3 Things to Except When You Sign Up for a Small Business Consultation

If you are signing up for a business consultation with an accounting firm, here are three things that you should expect to happen during the process.

#1 Establishing Your Goals

One of the first things that a accounting consultant is going to do is make sure that they understand your small business goals. They are going to want to understand where you are at right now with your business, where you would like to be down the road, and what you think you need to do to get there. They want to understand your long-term vision for your business, as well as your ability to execute that vision as your business is currently structured.

Make sure that you can verbally articulate how you want your business to grow over time. It can be related to expanding your physical location, offering a bigger depth of service, expanding your client roaster or a combination of the above goals or entirely different goals. Think about these things and even write them down before you meet with your consultant. You don't have to have a clear path or an exact plan already, but the consultant is going to want to know what general direction you see your business heading into so that they can help you figure out what challenges you'll face as well as ways to help you grow.

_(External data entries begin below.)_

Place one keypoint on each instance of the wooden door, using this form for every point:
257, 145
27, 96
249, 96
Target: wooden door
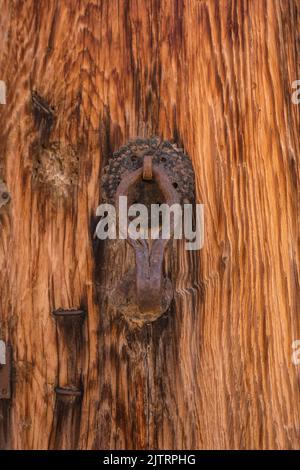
82, 78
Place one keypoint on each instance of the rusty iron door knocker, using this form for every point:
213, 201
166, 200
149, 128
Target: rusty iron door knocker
149, 171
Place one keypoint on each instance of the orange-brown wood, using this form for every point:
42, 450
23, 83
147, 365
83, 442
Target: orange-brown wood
82, 78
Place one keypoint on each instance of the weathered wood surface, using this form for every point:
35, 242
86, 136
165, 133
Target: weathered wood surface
215, 76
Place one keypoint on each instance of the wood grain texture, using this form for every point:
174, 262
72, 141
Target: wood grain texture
82, 78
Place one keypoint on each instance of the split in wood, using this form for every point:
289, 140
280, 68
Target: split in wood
5, 371
69, 391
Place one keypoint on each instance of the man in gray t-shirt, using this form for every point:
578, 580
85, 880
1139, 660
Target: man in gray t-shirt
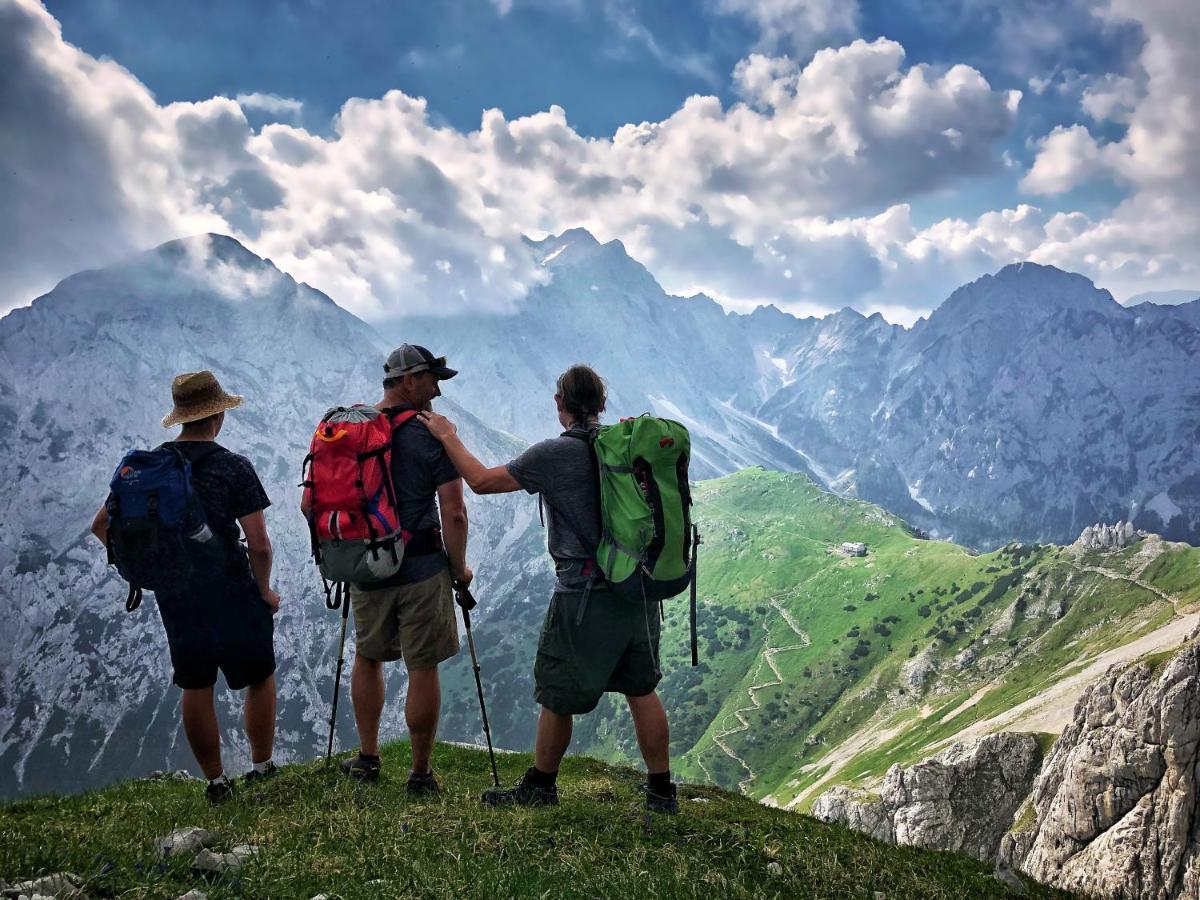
592, 642
563, 473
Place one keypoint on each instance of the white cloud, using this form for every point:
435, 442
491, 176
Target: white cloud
798, 27
271, 103
797, 193
394, 213
1067, 157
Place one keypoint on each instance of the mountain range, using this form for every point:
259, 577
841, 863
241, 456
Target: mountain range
1027, 405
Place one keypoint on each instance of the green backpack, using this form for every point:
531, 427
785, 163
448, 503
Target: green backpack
648, 541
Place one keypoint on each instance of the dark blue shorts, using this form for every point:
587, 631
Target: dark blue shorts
219, 625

#2 Designating the Decision Maker

The next thing your business consultant is going to want to know is who makes the decisions in your business or who makes what types of decisions. For example, you may have a purchasing manager that approves all large purchases, or you may have a creative director who really spearheads new products within your small business. The decision makers in your business could be different than who owns and operates the business.

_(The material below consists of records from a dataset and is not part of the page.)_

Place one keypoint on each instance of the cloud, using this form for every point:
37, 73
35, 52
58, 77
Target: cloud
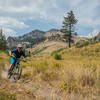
12, 23
9, 32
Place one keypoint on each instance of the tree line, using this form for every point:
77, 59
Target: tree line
68, 29
3, 45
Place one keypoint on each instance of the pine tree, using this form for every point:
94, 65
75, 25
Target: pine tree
2, 41
68, 27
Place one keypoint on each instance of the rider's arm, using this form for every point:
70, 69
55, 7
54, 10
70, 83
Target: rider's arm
10, 53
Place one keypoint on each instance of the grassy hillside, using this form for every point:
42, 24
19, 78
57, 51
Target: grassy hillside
75, 77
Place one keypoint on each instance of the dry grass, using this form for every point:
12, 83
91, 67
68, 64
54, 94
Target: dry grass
75, 77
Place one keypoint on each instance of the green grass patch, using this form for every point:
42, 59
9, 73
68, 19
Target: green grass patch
57, 51
37, 52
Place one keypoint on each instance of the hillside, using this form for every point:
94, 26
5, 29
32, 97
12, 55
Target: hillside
74, 77
36, 37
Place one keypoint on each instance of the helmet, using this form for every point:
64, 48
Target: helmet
19, 45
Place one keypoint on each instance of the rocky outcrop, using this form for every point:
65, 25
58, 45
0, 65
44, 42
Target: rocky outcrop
97, 38
54, 35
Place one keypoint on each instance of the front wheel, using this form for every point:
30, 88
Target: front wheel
17, 73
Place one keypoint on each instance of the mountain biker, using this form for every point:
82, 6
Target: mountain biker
15, 54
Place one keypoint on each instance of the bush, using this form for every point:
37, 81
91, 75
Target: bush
7, 96
78, 45
57, 56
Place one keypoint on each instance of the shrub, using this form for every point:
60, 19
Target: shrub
57, 56
7, 96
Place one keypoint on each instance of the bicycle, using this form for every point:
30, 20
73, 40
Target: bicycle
16, 72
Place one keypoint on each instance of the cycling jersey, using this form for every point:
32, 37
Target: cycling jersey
18, 54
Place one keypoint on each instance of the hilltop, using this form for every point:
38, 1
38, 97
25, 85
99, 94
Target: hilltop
36, 36
74, 77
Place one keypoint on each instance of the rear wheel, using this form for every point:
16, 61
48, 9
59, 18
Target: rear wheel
17, 73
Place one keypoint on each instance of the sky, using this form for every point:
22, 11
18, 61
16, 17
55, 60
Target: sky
18, 17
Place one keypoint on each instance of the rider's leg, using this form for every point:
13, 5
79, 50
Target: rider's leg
11, 64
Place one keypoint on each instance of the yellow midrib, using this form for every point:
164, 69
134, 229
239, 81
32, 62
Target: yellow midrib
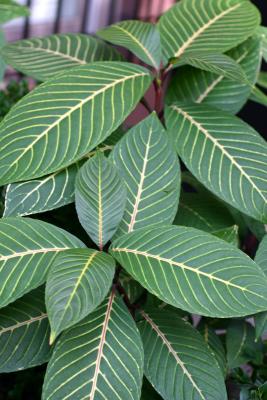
203, 28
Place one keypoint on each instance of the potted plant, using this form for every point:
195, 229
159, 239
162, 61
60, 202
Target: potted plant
116, 262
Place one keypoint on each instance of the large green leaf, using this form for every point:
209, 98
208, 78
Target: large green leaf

Letting your consultant know who the important people are in your business will help them bring in the right people to help you grow your business. They'll talk with the individuals who can provide vital feedback and approve or reject ideas.

#3 Sharing Business Data

Finally, you should share as much solid data as you can with your business consultant. For example, if you have data on your revenue and profit margin, your business consultant will want to see that. If you have solid data about how many customers you have and growth over time, that is also important information. Basically, any information that you can back up with numbers about any aspect of your business will help your business consultant draft a plan to move your business forward.